By random chance, Bridgette Huhtala, ’22, was sitting in the front row at this year’s Commencement ceremony. The day had already been filled with jubilation. But it was about to get even better.
While fellow grads were crossing the stage and receiving their scrolls, Huhtala waited patiently for her turn. “I looked across the aisle at one point,” she recalls, “and saw someone opening their scroll. It was such a thrilling feeling to see them unrolling a print of my artwork!”
To understand how Huhtala’s mixed-medium vignette of Centennial Fountain ended up in the possession of every 2022 SU graduate, we have to take a step back.
“I’ve been making art since I can remember,” says Huhtala. “I was designing infographics in elementary school and building elaborate Powerpoints in high school.”
While her parents always supported her creative endeavors, they never outrightly encouraged her to pursue a career in art. “And so,” recalls Huhtala, “I thought I’d be a business major.”

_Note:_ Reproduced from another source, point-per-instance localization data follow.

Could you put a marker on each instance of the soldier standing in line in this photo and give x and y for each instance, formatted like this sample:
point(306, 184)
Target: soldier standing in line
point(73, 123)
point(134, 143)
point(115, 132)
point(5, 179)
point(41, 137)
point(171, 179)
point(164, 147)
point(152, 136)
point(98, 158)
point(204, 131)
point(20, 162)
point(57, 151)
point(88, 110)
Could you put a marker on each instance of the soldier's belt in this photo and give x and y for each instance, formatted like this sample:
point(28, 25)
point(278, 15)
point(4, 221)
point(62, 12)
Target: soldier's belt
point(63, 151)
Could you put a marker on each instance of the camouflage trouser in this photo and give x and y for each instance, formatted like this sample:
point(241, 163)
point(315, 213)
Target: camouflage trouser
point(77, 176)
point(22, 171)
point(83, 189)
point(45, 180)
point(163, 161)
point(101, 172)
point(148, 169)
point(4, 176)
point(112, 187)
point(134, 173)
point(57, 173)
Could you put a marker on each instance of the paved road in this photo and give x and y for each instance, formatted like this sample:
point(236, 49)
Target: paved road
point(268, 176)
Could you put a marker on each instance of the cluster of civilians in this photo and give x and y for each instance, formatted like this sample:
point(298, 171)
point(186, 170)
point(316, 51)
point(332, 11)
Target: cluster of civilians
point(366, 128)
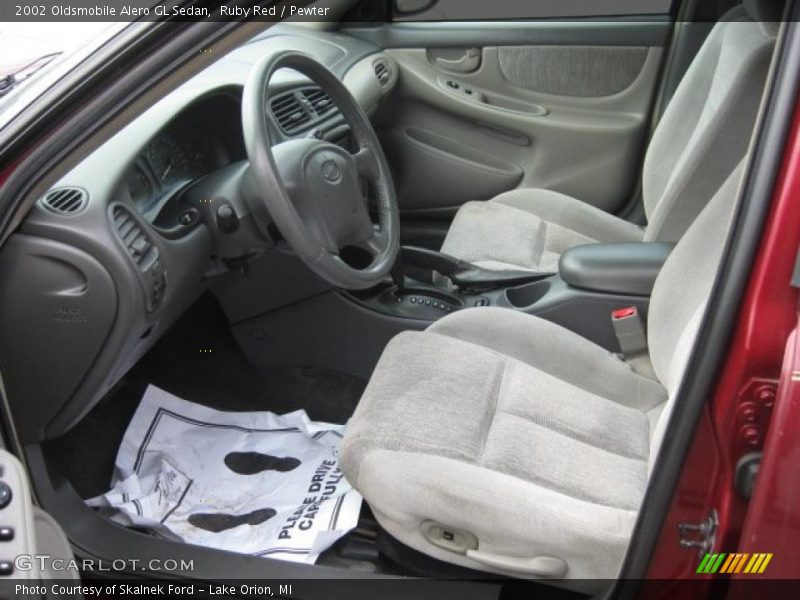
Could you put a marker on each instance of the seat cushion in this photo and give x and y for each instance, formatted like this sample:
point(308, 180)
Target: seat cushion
point(509, 427)
point(530, 229)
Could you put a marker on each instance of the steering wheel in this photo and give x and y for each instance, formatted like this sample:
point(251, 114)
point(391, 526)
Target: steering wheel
point(311, 188)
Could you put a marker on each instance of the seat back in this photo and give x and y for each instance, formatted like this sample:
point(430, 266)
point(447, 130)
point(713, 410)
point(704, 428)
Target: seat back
point(706, 129)
point(681, 294)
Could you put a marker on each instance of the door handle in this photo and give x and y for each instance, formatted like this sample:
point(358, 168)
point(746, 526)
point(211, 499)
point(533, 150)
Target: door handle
point(468, 63)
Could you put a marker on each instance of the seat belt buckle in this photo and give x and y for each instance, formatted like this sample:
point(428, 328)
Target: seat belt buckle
point(629, 329)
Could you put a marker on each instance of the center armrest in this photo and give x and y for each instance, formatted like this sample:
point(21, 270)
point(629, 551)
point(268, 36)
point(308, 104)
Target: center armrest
point(629, 268)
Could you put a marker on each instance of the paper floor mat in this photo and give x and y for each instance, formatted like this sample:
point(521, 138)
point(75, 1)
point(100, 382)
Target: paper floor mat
point(255, 483)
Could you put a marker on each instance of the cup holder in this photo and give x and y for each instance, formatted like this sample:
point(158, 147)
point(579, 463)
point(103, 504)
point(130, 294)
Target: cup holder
point(527, 295)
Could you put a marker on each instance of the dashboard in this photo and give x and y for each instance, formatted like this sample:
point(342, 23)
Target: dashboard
point(205, 137)
point(115, 259)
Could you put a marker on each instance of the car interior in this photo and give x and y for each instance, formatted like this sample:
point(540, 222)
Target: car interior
point(486, 246)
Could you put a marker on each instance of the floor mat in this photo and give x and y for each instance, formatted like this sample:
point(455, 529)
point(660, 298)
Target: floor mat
point(221, 379)
point(253, 483)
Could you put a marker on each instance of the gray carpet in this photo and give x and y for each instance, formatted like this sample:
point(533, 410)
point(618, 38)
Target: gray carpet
point(221, 379)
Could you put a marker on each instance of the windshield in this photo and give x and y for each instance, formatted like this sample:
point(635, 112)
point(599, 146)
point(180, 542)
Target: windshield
point(23, 43)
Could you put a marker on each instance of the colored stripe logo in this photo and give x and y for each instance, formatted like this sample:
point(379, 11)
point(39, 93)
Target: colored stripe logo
point(734, 563)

Early in her academic career at Seattle U, Huhtala had an internship at a local skin care company. She was working in the operations side of the business, but noticed herself invariably drifting to the other side of the building.
“Every time I had a break, I’d be hanging out in the creative department – asking questions, making friends with the artists and photographers, and just soaking it all in.”
At some point, she started to realize: “This is my calling; this is where I belong.”
Soon after, she began to envision herself working in the creative industry, and possibly designing for Starbucks. She switched her major to digital design and naturally began to excel in her classes. And that’s how this story connects back to Commencement.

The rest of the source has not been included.